Conclusions and Future Work

From our results, the percentage of T2DM patients with diabetes in their problem list(s) failed to meet the 80% threshold required by the Meaningful Use Regulations. This was not surprising to us and confirmed that we need to take further actions to ensure that the problem list is appropriately populated. Patients without a primary care physician were particularly likely to have inadequate problem list maintenance; approximately one-quarter of patients without a diagnosis in the problem list did not have a PCP at our institutions. Given the projected shortage of primary care providers nationwide, it is likely impractical to rely on improved primary care availability to close this shortfall. Rather, this finding supports the development of improved methods for the capture and maintenance of problem lists adapted for a wide range of providers, and integrated into an EMR-enabled workflow.
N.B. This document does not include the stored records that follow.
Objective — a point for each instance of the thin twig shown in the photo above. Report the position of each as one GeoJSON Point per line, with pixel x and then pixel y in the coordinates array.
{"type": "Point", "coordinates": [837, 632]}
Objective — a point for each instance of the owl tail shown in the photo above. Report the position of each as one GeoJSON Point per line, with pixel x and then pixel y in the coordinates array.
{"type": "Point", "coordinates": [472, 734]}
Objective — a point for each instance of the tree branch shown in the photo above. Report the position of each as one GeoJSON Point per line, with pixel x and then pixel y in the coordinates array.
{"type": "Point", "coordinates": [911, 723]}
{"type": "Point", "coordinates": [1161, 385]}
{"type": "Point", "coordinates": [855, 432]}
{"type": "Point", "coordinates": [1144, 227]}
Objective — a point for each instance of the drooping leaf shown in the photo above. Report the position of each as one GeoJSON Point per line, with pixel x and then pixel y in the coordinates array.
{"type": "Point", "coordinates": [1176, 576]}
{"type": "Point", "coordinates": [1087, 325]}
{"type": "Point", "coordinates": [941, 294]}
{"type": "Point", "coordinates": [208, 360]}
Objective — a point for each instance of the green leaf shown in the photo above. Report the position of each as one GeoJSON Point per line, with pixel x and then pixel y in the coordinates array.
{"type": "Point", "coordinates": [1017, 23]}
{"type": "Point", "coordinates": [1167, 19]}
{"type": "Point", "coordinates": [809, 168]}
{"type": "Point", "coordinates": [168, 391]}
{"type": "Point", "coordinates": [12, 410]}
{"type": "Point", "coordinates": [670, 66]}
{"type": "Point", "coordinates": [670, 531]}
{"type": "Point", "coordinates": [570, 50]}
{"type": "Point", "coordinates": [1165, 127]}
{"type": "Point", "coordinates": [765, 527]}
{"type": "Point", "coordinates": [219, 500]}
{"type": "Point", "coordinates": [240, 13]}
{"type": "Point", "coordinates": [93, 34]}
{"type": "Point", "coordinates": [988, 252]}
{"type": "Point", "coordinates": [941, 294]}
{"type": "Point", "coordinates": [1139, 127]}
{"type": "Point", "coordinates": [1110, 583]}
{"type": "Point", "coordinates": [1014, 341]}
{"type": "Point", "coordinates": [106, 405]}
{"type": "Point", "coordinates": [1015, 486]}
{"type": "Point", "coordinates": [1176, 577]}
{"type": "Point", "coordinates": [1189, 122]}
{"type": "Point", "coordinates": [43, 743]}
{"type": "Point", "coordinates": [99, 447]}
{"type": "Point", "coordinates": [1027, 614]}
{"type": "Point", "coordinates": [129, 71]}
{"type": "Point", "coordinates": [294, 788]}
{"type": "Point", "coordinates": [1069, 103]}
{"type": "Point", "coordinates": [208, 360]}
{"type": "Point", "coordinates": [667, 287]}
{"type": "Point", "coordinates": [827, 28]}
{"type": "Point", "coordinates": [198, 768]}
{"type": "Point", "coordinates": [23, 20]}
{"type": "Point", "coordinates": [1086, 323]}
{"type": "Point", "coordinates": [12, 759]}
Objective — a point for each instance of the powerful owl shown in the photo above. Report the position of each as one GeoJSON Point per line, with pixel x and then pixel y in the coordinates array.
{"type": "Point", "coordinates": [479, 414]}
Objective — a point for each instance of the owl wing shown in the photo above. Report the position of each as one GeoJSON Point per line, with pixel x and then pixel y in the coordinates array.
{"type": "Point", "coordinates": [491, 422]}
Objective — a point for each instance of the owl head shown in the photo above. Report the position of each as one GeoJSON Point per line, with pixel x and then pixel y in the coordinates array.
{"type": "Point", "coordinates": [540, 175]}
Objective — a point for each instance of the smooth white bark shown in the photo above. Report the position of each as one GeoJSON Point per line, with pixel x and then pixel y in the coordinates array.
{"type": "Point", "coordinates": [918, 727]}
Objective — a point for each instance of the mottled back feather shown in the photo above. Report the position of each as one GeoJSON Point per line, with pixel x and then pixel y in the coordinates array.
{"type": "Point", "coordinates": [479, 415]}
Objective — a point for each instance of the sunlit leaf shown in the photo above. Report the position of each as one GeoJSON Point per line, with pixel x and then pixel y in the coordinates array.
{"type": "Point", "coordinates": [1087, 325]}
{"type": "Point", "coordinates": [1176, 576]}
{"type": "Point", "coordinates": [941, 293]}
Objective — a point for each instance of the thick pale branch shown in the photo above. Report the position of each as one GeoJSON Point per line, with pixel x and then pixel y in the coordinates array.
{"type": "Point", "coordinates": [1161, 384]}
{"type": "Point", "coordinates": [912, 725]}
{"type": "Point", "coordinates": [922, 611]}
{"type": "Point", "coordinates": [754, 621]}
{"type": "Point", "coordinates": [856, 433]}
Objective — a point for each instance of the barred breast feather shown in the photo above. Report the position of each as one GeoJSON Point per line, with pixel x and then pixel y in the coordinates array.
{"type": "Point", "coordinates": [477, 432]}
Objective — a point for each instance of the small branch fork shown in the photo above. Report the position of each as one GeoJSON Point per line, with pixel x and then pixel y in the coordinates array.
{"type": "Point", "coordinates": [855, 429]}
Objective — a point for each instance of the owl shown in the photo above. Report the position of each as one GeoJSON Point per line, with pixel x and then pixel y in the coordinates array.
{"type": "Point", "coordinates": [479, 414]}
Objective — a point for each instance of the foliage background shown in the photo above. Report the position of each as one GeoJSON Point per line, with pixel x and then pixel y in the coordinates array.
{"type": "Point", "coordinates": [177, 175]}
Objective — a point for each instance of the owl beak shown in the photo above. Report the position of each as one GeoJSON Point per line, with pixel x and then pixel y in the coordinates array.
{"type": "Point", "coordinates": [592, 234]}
We note a number of limitations in our study. Our study benefited from access to data from two separate EMRs merged and normalized into an Enterprise Data Warehouse, which may limit the generalizability of our findings. Our EMRs captured a significant proportion of data as structured elements; whereas other sites may require additional pre-processing with natural language processing (NLP). Although our algorithm performed well across a number of eMERGE sites, it is unclear if our findings would translate to care settings without the resources available at tertiary care research institutions.

Our future work is focused on further improvements to our algorithm, such as attempting to capture diet or exercise controlled diabetics, patients with similar diagnoses such as T1D, and patients having impaired glucose tolerance. We also intend to work on translating study findings into actionable components within our EMRs, such as automatically generated alerts for patients with near certain T2DM. Further refinements to the algorithm will likely require additional work to characterize patients with T2DM in their problem list who may need to have T2DM removed from their problem list, or are patients who are not being recognized by our current algorithm.
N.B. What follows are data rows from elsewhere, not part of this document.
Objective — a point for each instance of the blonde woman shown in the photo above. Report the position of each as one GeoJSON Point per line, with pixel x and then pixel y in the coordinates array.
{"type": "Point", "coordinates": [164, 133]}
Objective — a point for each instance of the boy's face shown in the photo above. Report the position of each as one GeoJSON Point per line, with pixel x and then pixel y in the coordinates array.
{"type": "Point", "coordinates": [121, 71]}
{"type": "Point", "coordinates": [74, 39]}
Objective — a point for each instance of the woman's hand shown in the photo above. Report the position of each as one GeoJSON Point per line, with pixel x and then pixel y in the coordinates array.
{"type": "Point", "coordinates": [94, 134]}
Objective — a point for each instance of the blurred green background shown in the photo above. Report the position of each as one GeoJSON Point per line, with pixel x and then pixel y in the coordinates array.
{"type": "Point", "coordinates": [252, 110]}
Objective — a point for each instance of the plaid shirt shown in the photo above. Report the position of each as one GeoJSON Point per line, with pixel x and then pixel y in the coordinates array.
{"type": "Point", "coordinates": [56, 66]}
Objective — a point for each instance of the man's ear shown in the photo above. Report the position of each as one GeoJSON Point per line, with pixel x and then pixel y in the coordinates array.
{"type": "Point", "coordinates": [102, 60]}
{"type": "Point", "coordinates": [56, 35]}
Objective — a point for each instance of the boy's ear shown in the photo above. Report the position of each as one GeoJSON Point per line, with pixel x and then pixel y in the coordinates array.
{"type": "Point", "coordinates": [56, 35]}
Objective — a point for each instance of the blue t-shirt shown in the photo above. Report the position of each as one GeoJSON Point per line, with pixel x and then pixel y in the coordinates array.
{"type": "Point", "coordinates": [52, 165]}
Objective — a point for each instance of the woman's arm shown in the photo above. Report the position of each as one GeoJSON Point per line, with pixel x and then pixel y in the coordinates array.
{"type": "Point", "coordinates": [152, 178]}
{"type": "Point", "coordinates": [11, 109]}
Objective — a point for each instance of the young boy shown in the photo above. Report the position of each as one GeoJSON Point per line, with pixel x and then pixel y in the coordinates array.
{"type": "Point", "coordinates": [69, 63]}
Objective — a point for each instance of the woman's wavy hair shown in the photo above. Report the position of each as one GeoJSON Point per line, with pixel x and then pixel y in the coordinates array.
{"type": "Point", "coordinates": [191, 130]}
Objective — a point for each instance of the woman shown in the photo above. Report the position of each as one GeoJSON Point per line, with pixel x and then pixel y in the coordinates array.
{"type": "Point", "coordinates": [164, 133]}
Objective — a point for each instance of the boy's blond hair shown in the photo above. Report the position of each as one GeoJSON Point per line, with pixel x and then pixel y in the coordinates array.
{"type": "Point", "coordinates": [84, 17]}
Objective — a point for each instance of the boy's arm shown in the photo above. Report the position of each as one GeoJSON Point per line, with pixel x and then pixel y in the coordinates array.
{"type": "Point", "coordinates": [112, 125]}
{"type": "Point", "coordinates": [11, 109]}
We identify NLP as a particularly useful tool in order to improve the sensitivity of our type 2 diabetes algorithm.16 For the phenotypes studied as part of the eMERGE network, use of NLP increased the sensitivity of many of the EMR-based algorithms, at times dramatically.15 Problem lists may be supplemented by identification of diagnosis concepts from the unstructured information in physician notes, which can be mined to create corresponding structured diagnoses.10,11

In summary, our study revealed numerous instances of potentially erroneous omissions of T2DM codes from the problem list. We conclude that T2DM algorithms similar to the one developed for the eMERGE Network could be applied to EMRs to fill in gaps and increase the overall accuracy of problem lists, and consequently improve compliance with Meaningful Use regulations.


The eMERGE Network was initiated and funded by the National Human Genome Research Institute, with additional funding from the National Institute of General Medical Sciences through the following grant for Northwestern University: U01-HG-004609. Funding for the Northwestern Medicine EDW is provided by Northwestern University Clinical and Translational Sciences Institute (NUCATS) grant UL1RR025741. We would also like to thank Marshfield Clinic and Vanderbilt University for their T2DM algorithm validation results.